Templating/Deployment

The current CloudFormation template is rudimentary. If you need to add vpc configs, extra log groups to monitor, subnet declarations, etc, you’ll need to edit the template manually. If you need to subscribe to more than one Cloudwatch Log Group you’ll also need to copy paste that section of the template for each group.

The Terraform file is a bit more fleshed out, and can be configured to take in an array of log group and bucket names, as well as vpc configuration.

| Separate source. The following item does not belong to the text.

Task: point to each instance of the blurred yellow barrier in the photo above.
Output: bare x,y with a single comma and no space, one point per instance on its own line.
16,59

The provided Terraform and CloudFormation files are meant to cover the default use case, and more complex deployments will likely require some modification and extenstion of the provided files.

Example Promtail Config

Note: this should be run in conjunction with a Promtail-specific label attached, ideally via a flag argument like --client.external-labels=promtail=${HOSTNAME}. It will receive writes via the push-api on ports 3500 (http) and 3600 (grpc).

yaml
server:
  http_listen_port: 9080
  grpc_listen_port: 0

positions:
  filename: /tmp/positions.yaml

clients:
  - url: http://ip_or_hostname_where_Loki_run:3100/loki/api/v1/push

scrape_configs:
  - job_name: push1
    loki_push_api:
      server:
        http_listen_port: 3500
        grpc_listen_port: 3600
      labels:
        # Adds a label on all streams indicating it was processed by the lambda-promtail workflow.
        promtail: 'lambda-promtail'
    relabel_configs:
      - source_labels: ['__aws_log_type']
        target_label: 'log_type'
      # Maps the cloudwatch log group into a label called `log_group` for use in Loki.
      - source_labels: ['__aws_cloudwatch_log_group']
        target_label: 'log_group'
      # Maps the loadbalancer name into a label called `loadbalancer_name` for use in Loki.
      - source_label: ['__aws_s3_log_lb']
        target_label: 'loadbalancer_name'

Multiple Promtail Deployment

Disclaimer: The following section is only relevant for older versions of Loki that cannot accept out of order logs.

However, these may only be active for a very short while. This creates a problem for combining these short-lived log streams in Loki because timestamps may not strictly increase across multiple log streams. The other obvious route is creating labels based on log streams, which is also undesirable because it leads to cardinality problems via many low-throughput log streams.

Instead we can pipeline Cloudwatch logs to a set of Promtails, which can mitigate these problem in two ways:

  1. Using Promtail’s push api along with the use_incoming_timestamp: false config, we let Promtail determine the timestamp based on when it ingests the logs, not the timestamp assigned by cloudwatch. Obviously, this means that we lose the origin timestamp because Promtail now assigns it, but this is a relatively small difference in a real time ingestion system like this.
  2. In conjunction with (1), Promtail can coalesce logs across Cloudwatch log streams because it’s no longer susceptible to out-of-order errors when combining multiple sources (lambda invocations).

One important aspect to keep in mind when running with a set of Promtails behind a load balancer is that we’re effectively moving the cardinality problems from the number of log streams -> number of Promtails. If you have not configured Loki to accept out-of-order writes, you’ll need to assign a Promtail-specific label on each Promtail so that you don’t run into out-of-order errors when the Promtails send data for the same log groups to Loki. This can easily be done via a configuration like --client.external-labels=promtail=${HOSTNAME} passed to Promtail.